NGS: hunting mysterious ‘Dark Matter Genome’ towards rewriting the rules of human genetic diseases

Next generation sequencing (NGS) has revolutionised genomics research providing a wealth of genetic information of immense value to researchers. NGS technologies have been evolving over the last decade, leading to substantial improvement in understanding different biological systems from broader and deeper perspectives.1

genetic imaging

Contemporary advances in high throughput DNA sequencing technologies have ultimately enabled investigations into the entire genome and specific regions of interest, thus providing accurate in-depth genomic information and biological insight into unexpected DNA changes.2 In recent years, several NGS platforms with different sequencing chemistries have been developed that can perform sequencing of millions of smaller DNA fragments in parallel.

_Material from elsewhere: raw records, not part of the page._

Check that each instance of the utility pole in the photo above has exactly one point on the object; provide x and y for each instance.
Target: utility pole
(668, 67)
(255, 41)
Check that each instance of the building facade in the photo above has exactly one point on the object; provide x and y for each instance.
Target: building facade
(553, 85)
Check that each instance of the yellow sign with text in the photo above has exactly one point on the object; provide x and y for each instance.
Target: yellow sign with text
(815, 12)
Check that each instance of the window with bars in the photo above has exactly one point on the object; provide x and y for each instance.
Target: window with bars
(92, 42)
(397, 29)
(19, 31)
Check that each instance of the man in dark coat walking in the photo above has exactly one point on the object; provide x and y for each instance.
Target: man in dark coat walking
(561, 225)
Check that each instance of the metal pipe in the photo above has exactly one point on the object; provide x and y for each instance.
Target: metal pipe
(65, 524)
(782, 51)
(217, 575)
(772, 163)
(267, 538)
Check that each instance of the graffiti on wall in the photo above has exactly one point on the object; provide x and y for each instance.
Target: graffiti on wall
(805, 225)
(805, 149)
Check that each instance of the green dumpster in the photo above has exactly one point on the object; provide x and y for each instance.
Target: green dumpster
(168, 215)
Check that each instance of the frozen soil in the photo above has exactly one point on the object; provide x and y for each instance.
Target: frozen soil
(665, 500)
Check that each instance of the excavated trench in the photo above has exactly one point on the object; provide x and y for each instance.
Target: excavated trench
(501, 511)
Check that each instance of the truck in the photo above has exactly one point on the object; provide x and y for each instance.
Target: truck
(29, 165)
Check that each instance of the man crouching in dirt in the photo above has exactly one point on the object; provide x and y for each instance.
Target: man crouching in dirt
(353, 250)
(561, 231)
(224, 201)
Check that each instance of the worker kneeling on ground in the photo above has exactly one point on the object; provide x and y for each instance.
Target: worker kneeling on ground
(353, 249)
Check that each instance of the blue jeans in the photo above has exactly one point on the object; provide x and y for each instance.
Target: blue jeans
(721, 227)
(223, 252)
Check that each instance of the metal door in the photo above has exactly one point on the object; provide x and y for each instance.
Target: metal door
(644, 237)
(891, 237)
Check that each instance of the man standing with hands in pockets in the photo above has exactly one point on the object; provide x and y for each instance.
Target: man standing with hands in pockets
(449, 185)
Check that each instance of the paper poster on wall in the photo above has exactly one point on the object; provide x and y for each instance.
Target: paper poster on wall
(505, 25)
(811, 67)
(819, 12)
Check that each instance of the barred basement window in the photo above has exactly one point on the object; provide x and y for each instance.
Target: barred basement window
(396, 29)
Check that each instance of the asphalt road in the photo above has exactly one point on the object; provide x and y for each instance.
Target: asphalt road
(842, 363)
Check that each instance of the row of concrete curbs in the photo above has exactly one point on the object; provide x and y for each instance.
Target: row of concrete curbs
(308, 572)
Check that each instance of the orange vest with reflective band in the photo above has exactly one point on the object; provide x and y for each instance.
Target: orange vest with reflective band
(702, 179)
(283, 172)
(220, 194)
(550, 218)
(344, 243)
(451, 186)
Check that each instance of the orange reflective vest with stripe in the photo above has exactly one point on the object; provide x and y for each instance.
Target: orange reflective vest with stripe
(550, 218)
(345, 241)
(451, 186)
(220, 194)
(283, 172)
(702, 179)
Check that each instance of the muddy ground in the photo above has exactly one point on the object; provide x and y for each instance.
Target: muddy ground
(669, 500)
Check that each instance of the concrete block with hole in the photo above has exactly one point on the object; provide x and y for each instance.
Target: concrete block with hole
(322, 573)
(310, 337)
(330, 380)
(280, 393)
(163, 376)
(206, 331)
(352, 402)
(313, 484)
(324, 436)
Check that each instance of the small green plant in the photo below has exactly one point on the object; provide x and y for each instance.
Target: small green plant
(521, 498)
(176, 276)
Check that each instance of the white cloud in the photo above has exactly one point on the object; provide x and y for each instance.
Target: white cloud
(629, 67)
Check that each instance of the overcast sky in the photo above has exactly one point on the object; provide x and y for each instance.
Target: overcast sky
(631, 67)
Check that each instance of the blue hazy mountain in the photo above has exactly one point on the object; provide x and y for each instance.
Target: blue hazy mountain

With the advent of NGS technology, human genomes can now be systematically studied in their entirety at a much faster pace and cheaper cost. Sequencing of the human genome provides many benefits including more accurate diagnosis, prognosis and classification of diseases. It also offers attractive ways to identify ‘druggable’ casual mutations and other genetic variations, such as substitutions, insertions, deletions, inversions and translocation that could serve as an underlying cause for many human genetic diseases.3

Deciphering the genetic information encoded by the human genome is paramount in biomedical research. Extensive investigation into genetic mutations that cause human diseases has uncovered that the disease-causing mutations occur within 1-2% of protein-coding DNA called ‘exons’. The remaining 98% of the genome constitutes ‘dark matter’ whose function remains unclear. Interpreting the effect of DNA changes within genomic dark matter is very difficult.4

Recent advances in NGS technology have shed light on annotating genomic dark matter and assigning biological functions to many different regions of the human genome, such as promoters, enhancers, repressors, transcription factor binding sites and other regulatory elements. NGS technology has also accelerated the process of identifying disease-causing DNA abnormalities through genome-wide comprehensive scanning of non-coding mutations with regulatory benefits in the human genome. Detailed investigation of the types and genetic alterations that are related to human disease may lend insight into the interpretation of similar DNA abnormalities in other genetic disorders.5 Thus, uncovering the non-protein coding DNA sequences with regulatory potential using NGS-based approaches could help us move forward in targeting the entire genome for clinical purposes. This article outlines the unmatched opportunities presented by NGS technologies to study genomic dark matter for better understanding of health and disease, opening doors for the development of novel treatments for human genetic disorders.   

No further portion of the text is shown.